Ohali A, Avigad S, Cohen I J, Meller I, Kollender Y, Issakov J, Gelernter I, Goshen Y, Yaniv I, Zaizov R
Department of Molecular Oncology, Felenstein Medical Research Center, Schneider Children's Medical Center of Israel, Petah Tikva, Israel.
J Clin Oncol. 2003 Oct 15;21(20):3836-43. doi: 10.1200/JCO.2003.05.059.
Telomerase is considered a molecular marker for malignancy. The aim of this study was to determine telomerase activity (TA) as a prognostic factor at diagnosis and as a marker for minimal residual disease during therapy and follow-up in nonmetastatic Ewing family of tumors (EFT).
Primary tumor specimens and 97 peripheral blood (PBL) samples from 31 EFT patients were analyzed for TA by the Telomeric Repeat Amplification Protocol (TRAP assay). The telomerase catalytic subunit (human telomerase reverse transcriptase [hTERT]) gene expression was evaluated by quantitative reverse transcriptase polymerase chain reaction (RT-PCR) and telomere length was determined by Southern blotting. The presence of the EFT chimeric transcripts was analyzed by RT-PCR. Correlations with progression-free survival were evaluated.
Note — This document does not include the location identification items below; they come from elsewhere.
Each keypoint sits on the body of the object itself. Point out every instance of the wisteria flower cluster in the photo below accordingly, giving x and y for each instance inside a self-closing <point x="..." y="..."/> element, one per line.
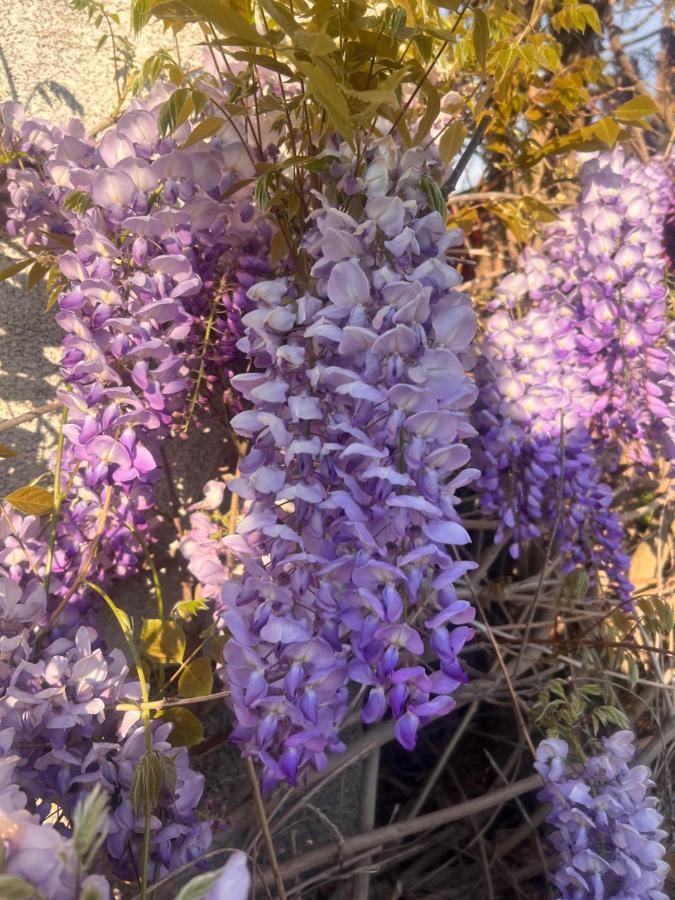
<point x="606" y="827"/>
<point x="58" y="699"/>
<point x="573" y="369"/>
<point x="359" y="415"/>
<point x="34" y="853"/>
<point x="151" y="262"/>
At diagnosis, TA in primary tumors did not correlate with outcome. During therapy and follow-up, highly significant correlation was observed between high TA in PBL samples and adverse prognosis (P <.0001). None of the patients harboring low TA progressed, with a long follow-up (median, 60 months) and a progression-free survival (PFS) of 100%. In nine patients, high TA actually could predict relapse, long before overt clinical relapse. The group of patients with high TA and positive RT-PCR had the most adverse outcome; PFS of 20% (P =.0025). TA was found to be a better prognostic factor than RT-PCR and histopathologic response at surgery.
The results suggest that TA is a significant prognostic variable, superior to the established clinical prognostic parameters during therapy and tumor surveillance. It could be used in combination with RT-PCR for a new risk classification.
端粒酶被认为是恶性肿瘤的分子标志物。本研究的目的是确定端粒酶活性(TA)作为非转移性尤因家族性肿瘤(EFT)诊断时的预后因素以及治疗和随访期间微小残留病的标志物。
采用端粒重复序列扩增法(TRAP 分析)对 31 例 EFT 患者的原发性肿瘤标本和 97 份外周血(PBL)样本进行 TA 分析。通过定量逆转录聚合酶链反应(RT-PCR)评估端粒酶催化亚基(人端粒酶逆转录酶[hTERT])基因表达,并通过 Southern 印迹法测定端粒长度。通过 RT-PCR 分析 EFT 嵌合转录本的存在情况。评估与无进展生存期的相关性。
诊断时,原发性肿瘤中的 TA 与预后无关。在治疗和随访期间,观察到 PBL 样本中高 TA 与不良预后之间存在高度显著相关性(P <.0001)。TA 低的患者无一进展,随访时间长(中位时间,60 个月),无进展生存期(PFS)为 100%。在 9 例患者中,高 TA 实际上可在明显临床复发前很久预测复发。TA 高且 RT-PCR 阳性的患者组预后最差;PFS 为 20%(P =.0025)。发现 TA 是比 RT-PCR 和手术时的组织病理学反应更好的预后因素。
结果表明,TA 是一个重要的预后变量,在治疗和肿瘤监测期间优于既定的临床预后参数。它可与 RT-PCR 联合用于新的风险分类。